Consumers may never again have to decide which photos to delete from their phone or which songs to stream from the cloud, as Samsung has announced its first 256-gigabyte storage chips designed specifically for mobile devices.
The new silicon takes advantage of the UFS 2.0 standard, which Samsung says makes them even faster than SATA-attached SSDs used in desktop computers. Sequential reads can reach 850 megabytes per second, with sequential writes clocking 260 megabytes per second.

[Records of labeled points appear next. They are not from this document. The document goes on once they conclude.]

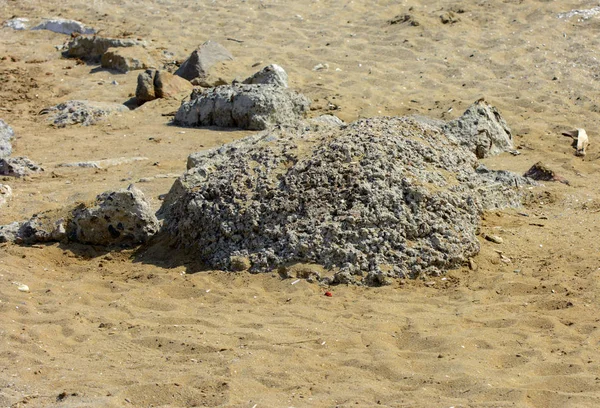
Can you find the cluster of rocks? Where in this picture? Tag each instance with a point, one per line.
(120, 218)
(379, 198)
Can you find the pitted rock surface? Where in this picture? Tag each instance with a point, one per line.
(379, 198)
(254, 107)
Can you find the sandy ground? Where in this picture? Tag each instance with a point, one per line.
(138, 328)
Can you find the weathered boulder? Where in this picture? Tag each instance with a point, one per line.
(64, 26)
(6, 135)
(5, 194)
(270, 75)
(122, 218)
(202, 59)
(378, 198)
(18, 23)
(18, 167)
(253, 107)
(127, 59)
(482, 130)
(117, 218)
(93, 47)
(82, 112)
(153, 84)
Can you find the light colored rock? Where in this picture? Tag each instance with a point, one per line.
(82, 112)
(125, 59)
(6, 135)
(18, 167)
(64, 26)
(93, 47)
(19, 23)
(254, 107)
(271, 75)
(154, 84)
(482, 130)
(202, 59)
(122, 218)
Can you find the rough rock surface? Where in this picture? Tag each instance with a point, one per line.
(64, 26)
(18, 167)
(202, 59)
(379, 198)
(271, 75)
(5, 194)
(19, 23)
(6, 135)
(127, 59)
(93, 47)
(153, 84)
(482, 130)
(117, 218)
(83, 112)
(254, 107)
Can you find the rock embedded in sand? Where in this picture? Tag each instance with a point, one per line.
(93, 47)
(153, 84)
(6, 135)
(82, 112)
(482, 130)
(385, 197)
(254, 107)
(202, 59)
(18, 167)
(127, 59)
(271, 75)
(64, 26)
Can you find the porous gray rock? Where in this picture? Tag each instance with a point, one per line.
(379, 198)
(254, 107)
(271, 75)
(82, 112)
(93, 47)
(202, 59)
(122, 218)
(6, 135)
(18, 167)
(153, 84)
(482, 130)
(64, 26)
(125, 59)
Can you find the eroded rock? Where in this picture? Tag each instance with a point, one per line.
(253, 107)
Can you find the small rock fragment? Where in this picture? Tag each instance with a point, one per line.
(202, 59)
(64, 26)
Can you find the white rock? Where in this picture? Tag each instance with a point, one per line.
(64, 26)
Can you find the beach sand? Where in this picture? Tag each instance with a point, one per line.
(138, 328)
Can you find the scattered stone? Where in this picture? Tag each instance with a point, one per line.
(541, 172)
(202, 59)
(6, 135)
(122, 217)
(482, 130)
(153, 84)
(270, 75)
(83, 112)
(385, 197)
(93, 47)
(5, 194)
(64, 26)
(493, 238)
(254, 107)
(19, 23)
(18, 167)
(102, 164)
(127, 59)
(580, 140)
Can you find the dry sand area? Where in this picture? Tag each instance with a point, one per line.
(520, 328)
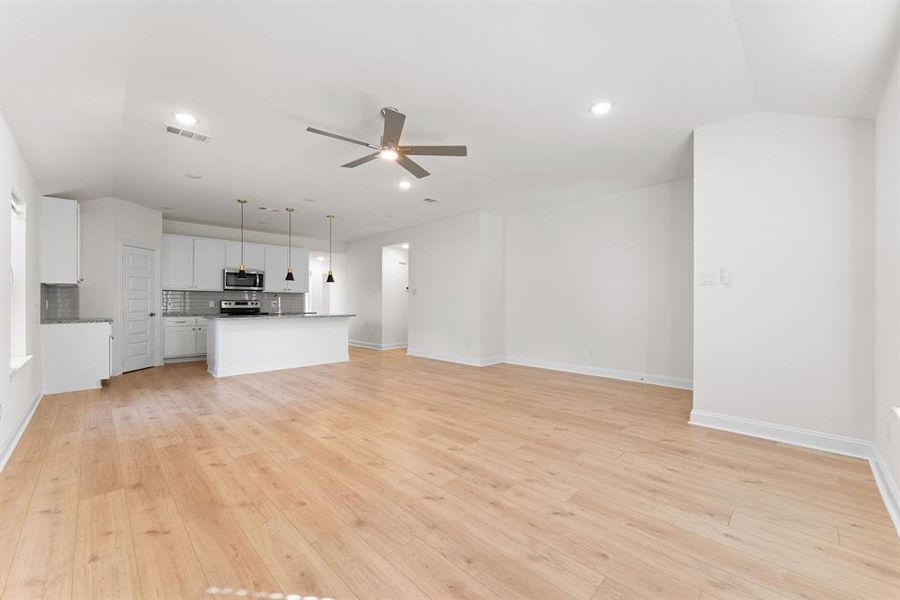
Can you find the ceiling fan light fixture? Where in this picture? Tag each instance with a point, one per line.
(601, 108)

"By providing high-density UFS memory that is nearly twice as fast as a SATA SSD for PCs, we will contribute to a paradigm shift within the mobile data storage market," Samsung marketing exec Joo Sun Choi said in a release. "We are determined to push the competitive edge in premium storage line-ups - OEM NVMe SSDs, external SSDs, and UFS - by moving aggressively to enhance performance and capacity in all three markets."
Samsung says that the chip itself is smaller than a MicroSD card, a clear win as space inside devices is increasingly constrained by thermal needs and the desire for larger batteries.
In Apple's case, it's not yet clear whether the company intends to move toward UFS in the future. Though Samsung is a major supplier of NAND chips for the iPhone, the iPhone 6s uses a PCI-E-based controller with NVMe, more similar to the storage configuration in the 12-inch MacBook than to Samsung's new solution.